Cool brown dwarf spotted nearby


Artist's conception of brown dwarf seen by WISE. Click image for NASA homepage

Well, nearby is relative, this object is nine light-years away, that’s over 50 trillion miles for us earthlings! But cool is correct no matter what part of the universe you live in. This brown dwarf is a balmy 25 C, about 80 F.

“The brown dwarfs we were turning up before this discovery were more like the temperature of your oven,” said Davy Kirkpatrick, a WISE science team member at the Infrared Processing and Analysis Center at the California Institute of Technology in Pasadena, Calif. “With the discovery of Y dwarfs, we’ve moved out of the kitchen and into the cooler parts of the house.”

Brown dwarfs are objects that didn’t make it to starhood, they lack enough mass to sustain hydrogen fusion in their center (The closest thing to a brown dwarf in our solar system is Jupiter). Astronomers classify brown dwarfs by letter, starting with class L for the hottest and Y for the coolest. Dim and distant, they’re very hard to see. They could be more common than stars, meaning our corner of the Milky Way galaxy could be swimming in them for all we know and our nearest interstellar neighbor could be a brown dwarf instead of the Centauri system 4.3 light-years away..

This is a gas ball, at some point under those dense clouds the temperature exceeds 25 C by a comfortable margin (It’s probably hot enough to melt iron within just a few hundred miles below the cloud tops). It’s a good bet some of these objects have moons — or would they be classified as planets? Either way, those smaller objects could experience tidal flexing like the Galileon moons of Jupiter. Io, the inner most moon of Jupiter, is the most volcanic body known in the solar system, Europa and Ganymede are both covered with fresh ice suggesting a surface that is regularly sculpted anew by cyro-geology, possibly driven by geothermal vents far below in a vast underground ocean.

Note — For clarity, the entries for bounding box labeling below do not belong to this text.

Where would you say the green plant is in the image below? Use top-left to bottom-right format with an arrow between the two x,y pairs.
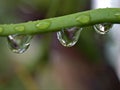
0,8 -> 120,36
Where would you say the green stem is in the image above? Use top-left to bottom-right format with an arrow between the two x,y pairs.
0,8 -> 120,36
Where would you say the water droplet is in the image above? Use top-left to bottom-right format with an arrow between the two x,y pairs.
94,23 -> 113,34
76,15 -> 90,24
15,26 -> 25,32
57,27 -> 82,47
36,21 -> 50,30
7,34 -> 33,54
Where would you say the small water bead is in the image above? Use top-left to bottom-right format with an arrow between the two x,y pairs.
57,27 -> 82,47
7,34 -> 33,54
94,23 -> 113,34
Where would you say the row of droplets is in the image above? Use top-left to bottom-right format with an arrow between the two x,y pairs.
7,23 -> 113,54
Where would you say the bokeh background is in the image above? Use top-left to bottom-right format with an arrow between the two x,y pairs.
0,0 -> 120,90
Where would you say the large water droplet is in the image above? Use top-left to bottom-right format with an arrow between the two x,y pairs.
7,34 -> 33,54
57,27 -> 82,47
94,23 -> 113,34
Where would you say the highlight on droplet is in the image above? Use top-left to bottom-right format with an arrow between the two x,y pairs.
94,23 -> 113,34
57,27 -> 82,47
7,34 -> 33,54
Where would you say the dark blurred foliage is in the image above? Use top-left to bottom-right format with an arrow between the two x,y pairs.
0,0 -> 120,90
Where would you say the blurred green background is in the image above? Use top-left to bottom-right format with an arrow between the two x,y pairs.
0,0 -> 120,90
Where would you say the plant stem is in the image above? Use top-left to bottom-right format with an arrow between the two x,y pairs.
0,8 -> 120,36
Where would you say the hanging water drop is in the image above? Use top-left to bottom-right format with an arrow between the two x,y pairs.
7,34 -> 33,54
57,27 -> 82,47
94,23 -> 113,34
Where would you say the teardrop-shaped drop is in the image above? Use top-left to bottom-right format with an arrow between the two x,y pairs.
94,23 -> 113,34
57,27 -> 82,47
7,34 -> 33,54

That could be a very alien environment, but its possible specialized bacteria or their ET equivalents could cluster around the hypothetical heat sources, it’s even possible more sophisticated communities could develop around those simple organisms similar to the enigmatic ecosystems around earth’s black smokers and cold seeps. But protected by thick ice, circling a cool brown dwarf light years away, it will be a long, long time before we ever find that out, if we ever do. Europa on the other hand …

Comments

  1. Crip Dyke, Right Reverend Feminist FuckToy of Death & Her Handmaiden says

    You said:

    it’s probably hot enough to melt iron within just a few hundred below the cloud tops.

    ………

    ummm. A few hundred??? feet? yards? meters? fathoms? furlongs? kilometers? miles? leagues? AU? Light-years? Parsecs?

    Just curious.

    And for further curiosity, how far below the atmosphere’s edge are the cloud-tops? Just trying to put this in context:
    We’re measuring heat flux of the planet. It’s “giving off” radiation at an average temp of just under 300 kelvin. How far down from the outer-radius of the object do you need to be for a heat flux of 300k to become a steady-temp of 1560 or so (although wouldn’t pressure alter the melting point?)?

    The amount of mass in between would have to be dependent on the elemental and molecular structures involved – some will be more opaque to heat, and thus do a better job insulating, than others.

    Thus you’ve got a fairly complicated question and I don’t actually have the knowledge to figure out a reliable answer, even if I have an idea what the problems are.

    I’d be guessing that you would have been saying “miles” or “kilometers”, but without knowing how far down the clouds themselves are, I don’t know what this means. And it’s still a guess.

    So, out of curiosity, what were you trying to say and more interestingly…what were you thinking about when you said it? Which aspects of this problem were included in your estimate?

    Thanks for an interesting post and a provocative deletion.